According to Alan Gove, VSO’s Vice-President, Marketing and Sales, VSO has an annual budget of $16.5 million. It’s the third-largest symphony orchestra in Canada and the largest performing arts organization in Western Canada. In the 2017/18 season, the group will gear up for approximately 141 concerts.
Who doesn’t know the familiar riff of the William Tell Overture by Rossini? That’s how this party, amplified by a filled-to-the-brim house, got electrified early. Heads were swaying as many in attendance were transported back to the time when The Lone Ranger television and radio show dotted the airwaves with this iconic theme. Go ahead, hum parts of this libretto in your head and you’ll hear a mix of cellos, English horns, flutes, and brass.
Part two of the program was a four movement song cycle titled Ancestral Voices and composed by Tovey specifically for Canada 150 celebrations. With this work, the English maestro was speaking to an act of reconciliation that addressed the complicated part of Canada’s shared legacy – the fraught relationship between First Nations people and subsequent arrivals.
While the music and texts stem from non-aboriginal sources, Tovey was careful to seek out the advice and perspective of someone with First Nations heritage. The songs were created for and written in consultation with mezzo-soprano soloist Marion Newman, who has Kwagiulth and Stό:lō First Nation roots. The four songs she admirably soloed were In Arcady, The Last Bison, The Letter, and Bring Light to the Truth.
After intermission, Tchaikovsky took over and killed it. His Symphony No. 5 in E minor, Op. 64 had four highly engaging movements that reflected the composer’s outlook on life at the time. The emotional progress he expressed in the music and waltzes was restless striving, heartfelt yearning, and passionate love before the final whirlwind coda that brought an extra-long standing ovation.
My favorite part of this session was watching the strings, mostly the three rows of violinists at stage front, bobbing and weaving their heads, upper bodies, and bows with absolute precision. It was rhythmic poetry and caused me to think these musicians really enjoy what they do. Bravo. I learned after the show from OSO General Manager Roger Tilstra that this technique is called downstroke and upstroke. The musicians practice this choreographed strumming. On this evening, practice made perfect.

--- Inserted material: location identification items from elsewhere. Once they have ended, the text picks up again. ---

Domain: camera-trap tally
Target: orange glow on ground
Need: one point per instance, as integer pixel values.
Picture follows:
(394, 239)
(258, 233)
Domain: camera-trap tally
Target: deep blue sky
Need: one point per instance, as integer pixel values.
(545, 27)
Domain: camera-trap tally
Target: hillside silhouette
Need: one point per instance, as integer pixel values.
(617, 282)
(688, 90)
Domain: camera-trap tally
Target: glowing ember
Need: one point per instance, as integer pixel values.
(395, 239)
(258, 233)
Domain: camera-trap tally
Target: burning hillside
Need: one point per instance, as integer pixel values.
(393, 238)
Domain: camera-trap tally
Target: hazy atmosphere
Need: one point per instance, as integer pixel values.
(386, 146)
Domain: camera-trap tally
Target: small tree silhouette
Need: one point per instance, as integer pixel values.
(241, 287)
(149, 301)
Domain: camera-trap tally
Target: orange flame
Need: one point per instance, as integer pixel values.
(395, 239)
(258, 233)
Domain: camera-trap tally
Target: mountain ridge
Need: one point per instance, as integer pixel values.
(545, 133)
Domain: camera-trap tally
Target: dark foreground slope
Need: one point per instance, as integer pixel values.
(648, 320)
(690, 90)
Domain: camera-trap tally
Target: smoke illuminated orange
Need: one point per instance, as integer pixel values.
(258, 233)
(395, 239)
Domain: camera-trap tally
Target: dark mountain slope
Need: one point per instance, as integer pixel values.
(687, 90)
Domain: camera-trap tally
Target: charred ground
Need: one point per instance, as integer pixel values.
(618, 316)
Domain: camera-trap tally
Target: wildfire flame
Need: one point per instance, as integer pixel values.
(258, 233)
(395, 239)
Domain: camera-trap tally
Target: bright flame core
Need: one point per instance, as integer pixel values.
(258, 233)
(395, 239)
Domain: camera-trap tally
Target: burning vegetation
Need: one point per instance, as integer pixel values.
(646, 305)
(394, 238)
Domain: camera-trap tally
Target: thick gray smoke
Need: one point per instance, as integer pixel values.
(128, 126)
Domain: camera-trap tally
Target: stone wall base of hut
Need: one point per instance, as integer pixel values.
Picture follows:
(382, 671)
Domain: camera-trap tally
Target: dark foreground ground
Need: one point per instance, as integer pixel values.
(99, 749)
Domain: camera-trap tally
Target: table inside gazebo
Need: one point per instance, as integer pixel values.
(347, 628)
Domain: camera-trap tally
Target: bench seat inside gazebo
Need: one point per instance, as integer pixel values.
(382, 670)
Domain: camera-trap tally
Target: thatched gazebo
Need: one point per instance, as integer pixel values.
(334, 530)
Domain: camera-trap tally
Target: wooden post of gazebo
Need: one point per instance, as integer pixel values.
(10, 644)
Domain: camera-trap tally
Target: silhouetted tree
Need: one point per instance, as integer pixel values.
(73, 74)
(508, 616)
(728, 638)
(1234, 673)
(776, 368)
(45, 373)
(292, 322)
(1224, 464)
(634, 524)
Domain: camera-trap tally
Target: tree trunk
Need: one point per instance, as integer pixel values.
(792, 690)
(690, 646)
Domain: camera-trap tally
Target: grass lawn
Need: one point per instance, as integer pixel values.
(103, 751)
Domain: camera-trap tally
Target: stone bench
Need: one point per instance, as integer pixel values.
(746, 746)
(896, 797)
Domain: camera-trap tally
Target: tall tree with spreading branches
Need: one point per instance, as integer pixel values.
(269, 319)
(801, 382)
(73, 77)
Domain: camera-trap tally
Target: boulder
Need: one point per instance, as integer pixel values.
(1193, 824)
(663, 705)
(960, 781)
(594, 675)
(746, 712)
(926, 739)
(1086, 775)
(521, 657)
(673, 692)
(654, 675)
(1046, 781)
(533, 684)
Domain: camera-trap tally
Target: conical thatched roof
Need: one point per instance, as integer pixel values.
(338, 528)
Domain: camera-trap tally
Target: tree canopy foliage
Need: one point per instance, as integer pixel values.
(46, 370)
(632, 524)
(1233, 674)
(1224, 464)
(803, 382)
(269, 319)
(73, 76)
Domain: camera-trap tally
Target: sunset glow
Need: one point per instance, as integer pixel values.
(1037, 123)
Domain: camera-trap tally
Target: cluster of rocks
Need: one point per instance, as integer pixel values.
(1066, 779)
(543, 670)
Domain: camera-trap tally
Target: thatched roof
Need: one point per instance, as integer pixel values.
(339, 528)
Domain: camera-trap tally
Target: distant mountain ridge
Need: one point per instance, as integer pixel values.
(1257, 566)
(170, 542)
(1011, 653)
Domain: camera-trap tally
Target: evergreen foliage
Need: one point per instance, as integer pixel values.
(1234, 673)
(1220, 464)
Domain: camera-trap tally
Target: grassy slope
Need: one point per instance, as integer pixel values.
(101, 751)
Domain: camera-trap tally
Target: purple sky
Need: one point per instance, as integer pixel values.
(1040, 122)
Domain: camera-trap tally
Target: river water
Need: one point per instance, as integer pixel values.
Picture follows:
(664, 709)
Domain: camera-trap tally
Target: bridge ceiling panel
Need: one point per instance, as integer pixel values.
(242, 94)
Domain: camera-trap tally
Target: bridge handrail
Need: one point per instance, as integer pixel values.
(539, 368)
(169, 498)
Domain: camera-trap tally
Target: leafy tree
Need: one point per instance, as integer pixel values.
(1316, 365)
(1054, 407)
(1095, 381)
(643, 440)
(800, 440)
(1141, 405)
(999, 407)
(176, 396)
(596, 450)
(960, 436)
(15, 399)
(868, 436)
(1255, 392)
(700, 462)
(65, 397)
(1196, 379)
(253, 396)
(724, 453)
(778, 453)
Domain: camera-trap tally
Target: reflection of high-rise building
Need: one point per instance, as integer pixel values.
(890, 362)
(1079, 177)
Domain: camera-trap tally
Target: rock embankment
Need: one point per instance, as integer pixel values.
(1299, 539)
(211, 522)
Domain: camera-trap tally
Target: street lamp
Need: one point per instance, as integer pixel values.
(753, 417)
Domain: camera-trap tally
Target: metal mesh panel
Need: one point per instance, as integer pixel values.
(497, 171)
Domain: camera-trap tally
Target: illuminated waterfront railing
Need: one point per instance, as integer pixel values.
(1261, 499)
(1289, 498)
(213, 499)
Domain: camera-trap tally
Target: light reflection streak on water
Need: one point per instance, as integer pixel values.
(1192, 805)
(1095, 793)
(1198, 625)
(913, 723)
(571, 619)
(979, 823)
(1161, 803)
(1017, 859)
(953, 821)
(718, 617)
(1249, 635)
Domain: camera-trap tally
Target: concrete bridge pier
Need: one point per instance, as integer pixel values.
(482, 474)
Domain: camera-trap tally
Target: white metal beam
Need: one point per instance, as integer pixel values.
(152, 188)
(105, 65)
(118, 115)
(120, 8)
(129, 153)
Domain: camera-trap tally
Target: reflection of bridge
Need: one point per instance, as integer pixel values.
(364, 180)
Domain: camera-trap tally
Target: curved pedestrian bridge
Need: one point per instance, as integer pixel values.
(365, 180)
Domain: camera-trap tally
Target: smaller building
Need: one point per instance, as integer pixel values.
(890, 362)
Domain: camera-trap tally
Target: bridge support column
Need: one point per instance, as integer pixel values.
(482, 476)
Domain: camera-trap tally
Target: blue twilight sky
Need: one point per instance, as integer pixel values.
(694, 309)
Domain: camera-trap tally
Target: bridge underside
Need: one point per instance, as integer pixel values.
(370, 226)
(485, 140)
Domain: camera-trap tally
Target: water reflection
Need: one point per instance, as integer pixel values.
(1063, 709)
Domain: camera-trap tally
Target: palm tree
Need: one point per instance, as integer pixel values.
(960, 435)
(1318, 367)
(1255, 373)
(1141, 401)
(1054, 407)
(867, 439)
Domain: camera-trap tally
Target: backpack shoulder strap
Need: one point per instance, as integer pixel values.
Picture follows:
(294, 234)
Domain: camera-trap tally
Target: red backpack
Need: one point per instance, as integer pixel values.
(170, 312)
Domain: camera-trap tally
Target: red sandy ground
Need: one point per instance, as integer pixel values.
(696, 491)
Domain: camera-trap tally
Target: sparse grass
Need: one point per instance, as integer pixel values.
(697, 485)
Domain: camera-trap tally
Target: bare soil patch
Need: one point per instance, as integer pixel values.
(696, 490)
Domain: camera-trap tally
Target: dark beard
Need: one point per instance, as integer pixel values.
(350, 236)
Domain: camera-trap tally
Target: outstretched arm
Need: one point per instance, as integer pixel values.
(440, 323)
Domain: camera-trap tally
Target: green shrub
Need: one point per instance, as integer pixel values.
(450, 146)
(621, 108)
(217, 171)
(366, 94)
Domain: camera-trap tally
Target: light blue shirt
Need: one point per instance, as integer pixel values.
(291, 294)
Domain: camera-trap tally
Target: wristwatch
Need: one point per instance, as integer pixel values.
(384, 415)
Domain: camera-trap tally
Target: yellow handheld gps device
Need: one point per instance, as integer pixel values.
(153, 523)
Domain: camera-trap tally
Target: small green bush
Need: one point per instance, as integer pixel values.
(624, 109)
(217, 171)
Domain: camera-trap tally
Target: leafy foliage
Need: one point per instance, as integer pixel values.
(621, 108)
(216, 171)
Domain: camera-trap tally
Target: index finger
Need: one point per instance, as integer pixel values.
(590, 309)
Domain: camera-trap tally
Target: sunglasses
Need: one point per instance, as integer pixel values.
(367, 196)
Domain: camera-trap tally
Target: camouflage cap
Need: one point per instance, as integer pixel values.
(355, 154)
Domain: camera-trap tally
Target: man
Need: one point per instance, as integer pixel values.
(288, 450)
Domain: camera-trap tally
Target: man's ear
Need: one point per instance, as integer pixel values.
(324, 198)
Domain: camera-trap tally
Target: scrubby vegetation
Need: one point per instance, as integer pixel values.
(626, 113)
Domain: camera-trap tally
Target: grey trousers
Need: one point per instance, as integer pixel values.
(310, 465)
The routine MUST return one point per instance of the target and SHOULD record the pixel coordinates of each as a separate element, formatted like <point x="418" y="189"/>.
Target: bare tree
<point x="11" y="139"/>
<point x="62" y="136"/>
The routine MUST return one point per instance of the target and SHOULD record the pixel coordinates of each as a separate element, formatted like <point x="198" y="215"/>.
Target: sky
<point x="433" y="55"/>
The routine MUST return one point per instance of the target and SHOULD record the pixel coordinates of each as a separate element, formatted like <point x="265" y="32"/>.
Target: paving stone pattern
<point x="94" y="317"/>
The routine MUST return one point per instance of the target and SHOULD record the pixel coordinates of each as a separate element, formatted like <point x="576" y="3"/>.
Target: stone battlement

Big Finish – but wait, the VSO had a few encores up its tuxedo sleeve. The first was the highly energetic Brahms’ Hungarian Dance No. 5. The audience stood throughout. Then Tovey introduced the Radetzky March by Strauss and invited OSO Music Director Rosemary Thomson to conduct. She accepted and orchestrated a vivacious finish to a captivating two-hour show.
The OSO will officially open its 2017/18 season on Saturday, October 28 at KCT with SPOOKtacular. Concert-goers are being encouraged to come in full costume and get into the Halloween spirit.